У И. И. Степанова встречались положения, согласно которым диалектический материализм «усваивает выводы современного естествознания», «делает их частью своего миросозерцания»[45]. Сами по себе эти положения не ошибочны, хотя проблема трансформации естественнонаучных знаний в сфере философского знания и на сегодняшний день выглядит не столь простой, как казалась раньше. Но подобные положения давали в то время повод для обвинения в механистическом сведении «сложного» (философии) к «простому» (естествознанию), т. е. в позитивизме.
Концепции Степанова была свойственна неразвернутость собственно онтологической проблематики, ее сведение к научной картине природы. Всеобщая же методология вбирала в себя аналитический метод, сводимость сложного к более простому, поиск причинно-следственных связей, «строго критическое» наблюдение и опыт (эксперимент). В результате недооценивались собственно философские принципы и способы духовного освоения действительности.

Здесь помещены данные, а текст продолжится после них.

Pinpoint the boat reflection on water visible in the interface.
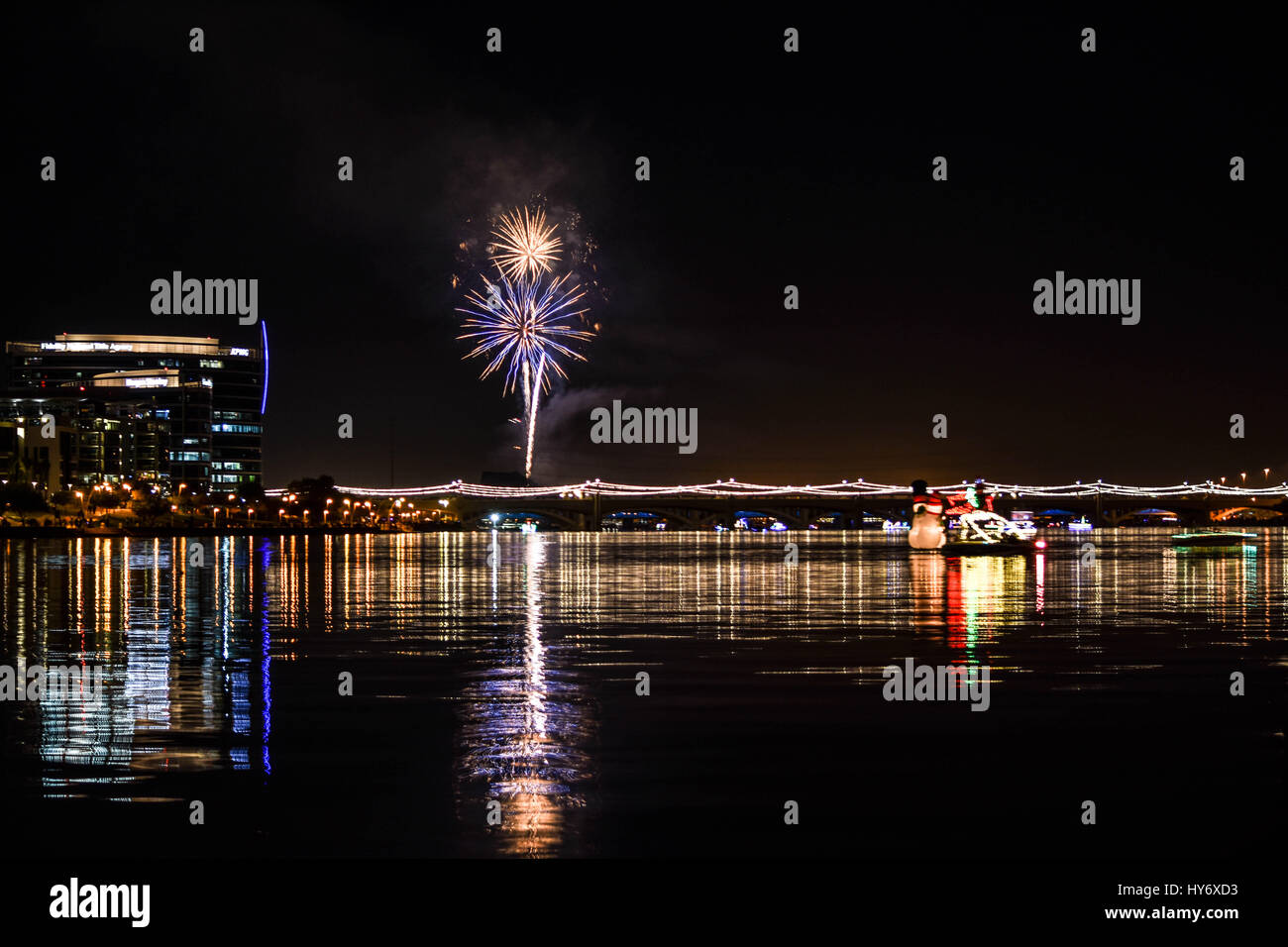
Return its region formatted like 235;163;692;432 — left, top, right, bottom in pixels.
909;552;1046;664
456;533;593;857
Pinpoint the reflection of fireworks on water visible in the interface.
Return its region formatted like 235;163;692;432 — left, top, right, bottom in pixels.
492;207;562;279
454;206;597;476
459;536;595;857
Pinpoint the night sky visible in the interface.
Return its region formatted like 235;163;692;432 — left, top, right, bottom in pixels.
12;4;1288;485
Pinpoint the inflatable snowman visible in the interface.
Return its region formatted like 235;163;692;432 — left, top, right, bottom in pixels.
909;480;948;549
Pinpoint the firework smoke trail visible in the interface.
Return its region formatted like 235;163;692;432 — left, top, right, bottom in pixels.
523;352;546;476
458;274;593;476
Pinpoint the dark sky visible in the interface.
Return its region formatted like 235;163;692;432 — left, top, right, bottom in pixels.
12;4;1288;485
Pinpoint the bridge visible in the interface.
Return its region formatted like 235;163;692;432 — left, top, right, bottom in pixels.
267;479;1288;530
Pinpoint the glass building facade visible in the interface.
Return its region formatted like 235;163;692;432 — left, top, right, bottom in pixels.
5;329;267;493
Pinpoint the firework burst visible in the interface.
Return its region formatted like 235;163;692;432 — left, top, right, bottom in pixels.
458;264;593;476
492;207;562;279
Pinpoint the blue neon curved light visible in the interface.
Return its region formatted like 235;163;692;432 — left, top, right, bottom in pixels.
259;320;268;416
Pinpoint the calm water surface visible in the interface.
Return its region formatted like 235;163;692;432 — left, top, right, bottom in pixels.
0;530;1288;858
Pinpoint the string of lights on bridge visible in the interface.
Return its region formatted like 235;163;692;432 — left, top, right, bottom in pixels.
266;478;1288;500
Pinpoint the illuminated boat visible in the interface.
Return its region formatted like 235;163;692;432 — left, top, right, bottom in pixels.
940;510;1046;556
939;537;1046;556
1172;530;1257;549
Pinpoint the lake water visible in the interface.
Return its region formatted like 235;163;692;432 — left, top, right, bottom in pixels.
0;530;1288;858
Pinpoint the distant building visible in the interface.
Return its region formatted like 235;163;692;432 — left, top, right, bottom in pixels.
5;332;268;492
0;391;170;492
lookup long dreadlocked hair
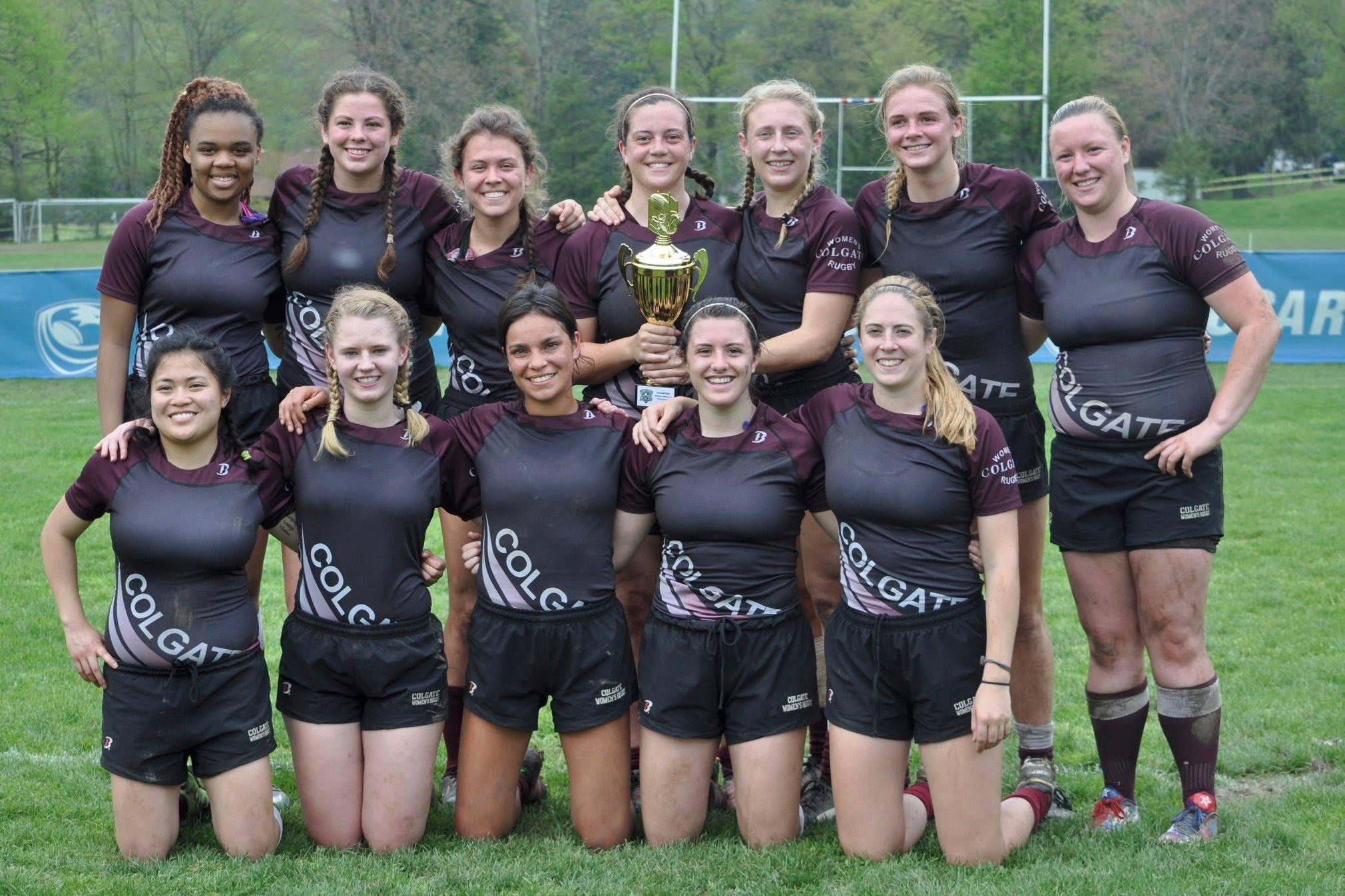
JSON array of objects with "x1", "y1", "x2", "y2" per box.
[
  {"x1": 608, "y1": 87, "x2": 714, "y2": 202},
  {"x1": 285, "y1": 66, "x2": 410, "y2": 282},
  {"x1": 874, "y1": 63, "x2": 963, "y2": 254},
  {"x1": 439, "y1": 104, "x2": 547, "y2": 278},
  {"x1": 145, "y1": 78, "x2": 262, "y2": 230},
  {"x1": 850, "y1": 273, "x2": 977, "y2": 452},
  {"x1": 315, "y1": 285, "x2": 429, "y2": 460},
  {"x1": 736, "y1": 78, "x2": 826, "y2": 249}
]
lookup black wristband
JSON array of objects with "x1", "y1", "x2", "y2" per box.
[{"x1": 981, "y1": 656, "x2": 1013, "y2": 676}]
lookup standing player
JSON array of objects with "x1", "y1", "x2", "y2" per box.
[
  {"x1": 253, "y1": 286, "x2": 462, "y2": 851},
  {"x1": 42, "y1": 330, "x2": 293, "y2": 859},
  {"x1": 97, "y1": 78, "x2": 284, "y2": 613},
  {"x1": 451, "y1": 281, "x2": 637, "y2": 849},
  {"x1": 856, "y1": 65, "x2": 1071, "y2": 814},
  {"x1": 616, "y1": 298, "x2": 831, "y2": 847},
  {"x1": 555, "y1": 87, "x2": 741, "y2": 791},
  {"x1": 1018, "y1": 97, "x2": 1279, "y2": 842},
  {"x1": 725, "y1": 81, "x2": 864, "y2": 822},
  {"x1": 795, "y1": 276, "x2": 1052, "y2": 863}
]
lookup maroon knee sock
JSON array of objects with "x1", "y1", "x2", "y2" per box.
[
  {"x1": 444, "y1": 685, "x2": 467, "y2": 775},
  {"x1": 1158, "y1": 677, "x2": 1222, "y2": 797},
  {"x1": 1085, "y1": 682, "x2": 1149, "y2": 799},
  {"x1": 1001, "y1": 787, "x2": 1051, "y2": 829}
]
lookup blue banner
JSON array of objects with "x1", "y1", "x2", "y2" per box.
[
  {"x1": 0, "y1": 268, "x2": 449, "y2": 379},
  {"x1": 0, "y1": 252, "x2": 1345, "y2": 379}
]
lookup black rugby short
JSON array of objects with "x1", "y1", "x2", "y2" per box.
[
  {"x1": 995, "y1": 407, "x2": 1049, "y2": 505},
  {"x1": 465, "y1": 597, "x2": 639, "y2": 734},
  {"x1": 641, "y1": 606, "x2": 820, "y2": 744},
  {"x1": 98, "y1": 650, "x2": 276, "y2": 787},
  {"x1": 276, "y1": 611, "x2": 448, "y2": 730},
  {"x1": 1051, "y1": 435, "x2": 1224, "y2": 553},
  {"x1": 826, "y1": 598, "x2": 986, "y2": 744}
]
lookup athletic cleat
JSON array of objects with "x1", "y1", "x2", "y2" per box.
[
  {"x1": 1092, "y1": 787, "x2": 1139, "y2": 830},
  {"x1": 439, "y1": 771, "x2": 457, "y2": 806},
  {"x1": 1014, "y1": 756, "x2": 1075, "y2": 818},
  {"x1": 1158, "y1": 791, "x2": 1218, "y2": 843},
  {"x1": 799, "y1": 775, "x2": 836, "y2": 825},
  {"x1": 521, "y1": 747, "x2": 546, "y2": 806},
  {"x1": 178, "y1": 775, "x2": 210, "y2": 825}
]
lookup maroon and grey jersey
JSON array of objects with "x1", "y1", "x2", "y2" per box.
[
  {"x1": 734, "y1": 187, "x2": 864, "y2": 393},
  {"x1": 66, "y1": 440, "x2": 289, "y2": 668},
  {"x1": 447, "y1": 401, "x2": 632, "y2": 612},
  {"x1": 617, "y1": 402, "x2": 827, "y2": 619},
  {"x1": 555, "y1": 199, "x2": 742, "y2": 413},
  {"x1": 270, "y1": 166, "x2": 459, "y2": 395},
  {"x1": 854, "y1": 162, "x2": 1060, "y2": 414},
  {"x1": 791, "y1": 383, "x2": 1022, "y2": 616},
  {"x1": 1018, "y1": 199, "x2": 1247, "y2": 447},
  {"x1": 98, "y1": 190, "x2": 285, "y2": 379},
  {"x1": 252, "y1": 414, "x2": 456, "y2": 626},
  {"x1": 425, "y1": 220, "x2": 565, "y2": 403}
]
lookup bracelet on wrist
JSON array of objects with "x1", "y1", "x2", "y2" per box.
[{"x1": 981, "y1": 656, "x2": 1013, "y2": 676}]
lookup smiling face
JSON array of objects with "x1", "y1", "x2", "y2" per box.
[
  {"x1": 505, "y1": 312, "x2": 580, "y2": 411},
  {"x1": 182, "y1": 112, "x2": 261, "y2": 208},
  {"x1": 327, "y1": 315, "x2": 410, "y2": 409},
  {"x1": 149, "y1": 351, "x2": 228, "y2": 445},
  {"x1": 1051, "y1": 112, "x2": 1130, "y2": 214},
  {"x1": 738, "y1": 100, "x2": 822, "y2": 194},
  {"x1": 860, "y1": 291, "x2": 938, "y2": 393},
  {"x1": 882, "y1": 85, "x2": 961, "y2": 171},
  {"x1": 686, "y1": 314, "x2": 757, "y2": 407},
  {"x1": 617, "y1": 100, "x2": 695, "y2": 194},
  {"x1": 453, "y1": 132, "x2": 533, "y2": 219},
  {"x1": 322, "y1": 93, "x2": 401, "y2": 192}
]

Понятие «механицизм» («механический»), употреблявшееся И. И. Степановым и его сторонниками, не тождественно тому понятию, которое применяется, например, при характеристике материализма XVII–XVIII вв. Оно означало нацеленность на раскрытие механизма (структуры, элементов) качественно более сложного, на выявление механизма взаимосвязей составляющих элементов. Говоря современным нам языком, это была элементаристская (в противоположность системному подходу) установка, вполне применимая в науке и наших дней[46].
Несмотря на своеобразное применение термина «механистический» и неоднократные заявления «степановцев», что их механицизм не следует отождествлять с механицизмом XVII–XVIII столетий, им все же стали вменять в вину сведение всех форм движения материи к механической форме и отказ от признания качественной специфики физических, химических и биологических систем. Однако они и сами давали порой такую трактовку соотношений биологического с физическим и химическим, при которой правильная, диалектическая мысль о генетической сводимости жизни к физическим и химическим процессам сочеталась с недооценкой ее специфики в структурном плане.